Position-Guided Prompt Learning for Anomaly Detection in Chest X-Rays

TL;DR

This work tackles unsupervised anomaly detection in chest X-rays by leveraging a frozen CLIP backbone with position-guided prompt learning (PPAD) to bridge domain gaps between pretraining data and clinical images. It introduces learnable text and image prompts that focus on lung subregions and a structure-preserving anomaly synthesis (SAS) to generate authentic synthetic lesions during training. PPAD delivers state-of-the-art performance across ZhangLab, CheXpert, and VinDr-CXR datasets, outperforming both CLIP-based methods and other prompt-learning approaches, with strong ablations confirming the effectiveness of regional prompts and SAS. The approach is computationally efficient, requiring only a tiny fraction of learnable parameters and demonstrating practical potential for scalable, few-shot anomaly detection in medical imaging.

Abstract

Anomaly detection in chest X-rays is a critical task. Most methods mainly model the distribution of normal images, and then regard significant deviation from normal distribution as anomaly. Recently, CLIP-based methods, pre-trained on a large number of medical images, have shown impressive performance on zero/few-shot downstream tasks. In this paper, we aim to explore the potential of CLIP-based methods for anomaly detection in chest X-rays. Considering the discrepancy between the CLIP pre-training data and the task-specific data, we propose a position-guided prompt learning method. Specifically, inspired by the fact that experts diagnose chest X-rays by carefully examining distinct lung regions, we propose learnable position-guided text and image prompts to adapt the task data to the frozen pre-trained CLIP-based model. To enhance the model's discriminative capability, we propose a novel structure-preserving anomaly synthesis method within chest x-rays during the training process. Extensive experiments on three datasets demonstrate that our proposed method outperforms some state-of-the-art methods. The code of our implementation is available at https://github.com/sunzc-sunny/PPAD.
Paper Structure (20 sections, 3 equations, 4 figures, 7 tables)

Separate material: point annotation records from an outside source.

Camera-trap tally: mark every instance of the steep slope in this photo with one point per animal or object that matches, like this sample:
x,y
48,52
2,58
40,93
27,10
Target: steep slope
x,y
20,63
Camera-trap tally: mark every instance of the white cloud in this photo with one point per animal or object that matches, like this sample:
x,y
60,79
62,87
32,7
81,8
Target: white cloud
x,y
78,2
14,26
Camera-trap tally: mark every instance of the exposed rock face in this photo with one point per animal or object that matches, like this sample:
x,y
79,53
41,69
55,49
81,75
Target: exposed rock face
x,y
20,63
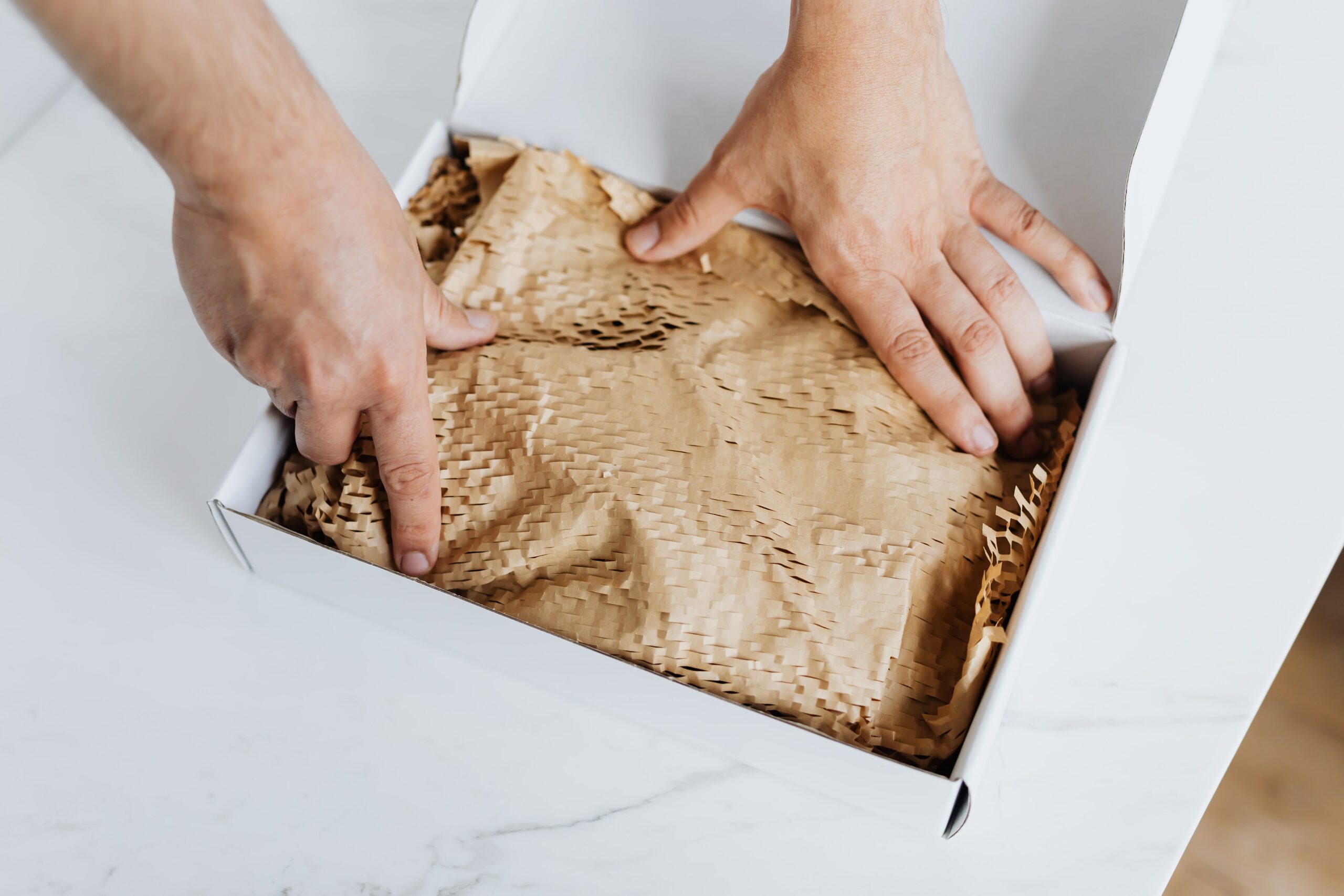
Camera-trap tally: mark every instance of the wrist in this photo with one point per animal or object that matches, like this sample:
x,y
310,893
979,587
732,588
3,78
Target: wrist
x,y
863,27
264,168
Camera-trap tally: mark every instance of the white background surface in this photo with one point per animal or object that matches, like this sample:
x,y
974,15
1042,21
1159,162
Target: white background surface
x,y
170,724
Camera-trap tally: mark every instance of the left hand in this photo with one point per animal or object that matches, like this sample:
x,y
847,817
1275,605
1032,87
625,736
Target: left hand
x,y
860,138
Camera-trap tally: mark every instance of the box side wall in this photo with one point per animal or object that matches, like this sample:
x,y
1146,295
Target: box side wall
x,y
879,785
807,758
1037,589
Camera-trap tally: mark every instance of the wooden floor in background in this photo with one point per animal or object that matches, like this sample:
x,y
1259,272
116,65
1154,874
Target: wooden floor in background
x,y
1276,825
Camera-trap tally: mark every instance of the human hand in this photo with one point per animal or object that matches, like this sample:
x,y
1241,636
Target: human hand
x,y
311,284
859,138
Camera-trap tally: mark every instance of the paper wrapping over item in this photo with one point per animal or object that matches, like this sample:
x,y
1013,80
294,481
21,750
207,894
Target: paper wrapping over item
x,y
698,467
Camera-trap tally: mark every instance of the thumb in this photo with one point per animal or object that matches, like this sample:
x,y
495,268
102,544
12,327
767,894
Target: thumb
x,y
449,327
709,203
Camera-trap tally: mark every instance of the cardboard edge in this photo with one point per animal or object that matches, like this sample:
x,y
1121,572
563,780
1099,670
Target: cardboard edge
x,y
635,693
960,813
217,510
1195,47
975,746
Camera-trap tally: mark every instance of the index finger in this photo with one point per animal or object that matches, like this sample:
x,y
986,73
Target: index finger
x,y
1018,224
890,321
407,465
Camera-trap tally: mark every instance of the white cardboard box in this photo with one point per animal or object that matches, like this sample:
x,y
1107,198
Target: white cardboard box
x,y
1081,107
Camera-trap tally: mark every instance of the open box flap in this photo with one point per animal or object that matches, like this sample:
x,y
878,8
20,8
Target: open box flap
x,y
1061,90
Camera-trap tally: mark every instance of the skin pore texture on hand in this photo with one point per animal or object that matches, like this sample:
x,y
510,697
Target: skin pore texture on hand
x,y
860,139
301,272
291,246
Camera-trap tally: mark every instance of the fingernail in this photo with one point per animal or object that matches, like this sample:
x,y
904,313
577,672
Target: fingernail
x,y
983,440
479,319
1030,444
1098,293
644,237
414,563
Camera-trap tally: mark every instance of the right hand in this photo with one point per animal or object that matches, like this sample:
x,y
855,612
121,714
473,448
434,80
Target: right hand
x,y
308,281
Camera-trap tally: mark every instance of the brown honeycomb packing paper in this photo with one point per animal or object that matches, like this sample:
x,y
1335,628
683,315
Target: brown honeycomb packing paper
x,y
698,467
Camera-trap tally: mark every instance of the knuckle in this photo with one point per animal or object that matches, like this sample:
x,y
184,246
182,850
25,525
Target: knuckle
x,y
1077,260
1027,222
685,214
409,480
386,378
911,349
1000,293
978,339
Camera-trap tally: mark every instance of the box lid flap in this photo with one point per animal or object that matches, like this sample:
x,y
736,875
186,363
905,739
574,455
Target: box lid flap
x,y
1061,92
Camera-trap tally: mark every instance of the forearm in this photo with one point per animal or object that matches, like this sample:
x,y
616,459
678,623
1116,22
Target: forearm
x,y
213,89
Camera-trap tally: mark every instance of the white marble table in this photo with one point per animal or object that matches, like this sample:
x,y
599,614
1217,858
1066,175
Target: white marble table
x,y
170,724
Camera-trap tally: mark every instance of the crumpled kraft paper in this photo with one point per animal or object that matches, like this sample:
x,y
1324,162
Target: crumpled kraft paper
x,y
698,467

This paper contains 20 sections, 3 equations, 4 figures, 7 tables.

Figures (4)

  • Figure 1: The pipeline of our proposed PPAD. The main idea of the PPAD is to adapt text data and image data using learnable prompts. The rest of the model is frozen. Four positional prompts are optional. Taking the "left lung" for example, PPAD incorporates "left lung" as the position prompt embeddings $E^{pos}_t$. The learnable text prompt $P_{t}$ is insert between position prompt embeddings $E^{pos}_t$ and class embeddings $E^{cls}_t$. Image input is either the synthetic anomaly or the normal image. The right lung region of the input image embedding $E_i$ is replaced by the learnable image prompt $P_{i}$.
  • Figure 2: The illustration of the proposed SAS. SAS applies distance transform within a random mask to create smoothed gamma values. Then, synthetic anomaly is generated via Gamma correction applied to the input normal image.
  • Figure 3: The visualization of CAM guided by the entire view (the second column) and various position prompts (last four columns).
  • Figure 4: Visual comparison of anomaly synthesis methods on ZhangLab dataset. For each group, the first row represents visualization performance, while the second row shows the masks of the corresponding anomalies. The proposed SAS is evidenced to generate authentic anomalies while preserving the structure of the lung.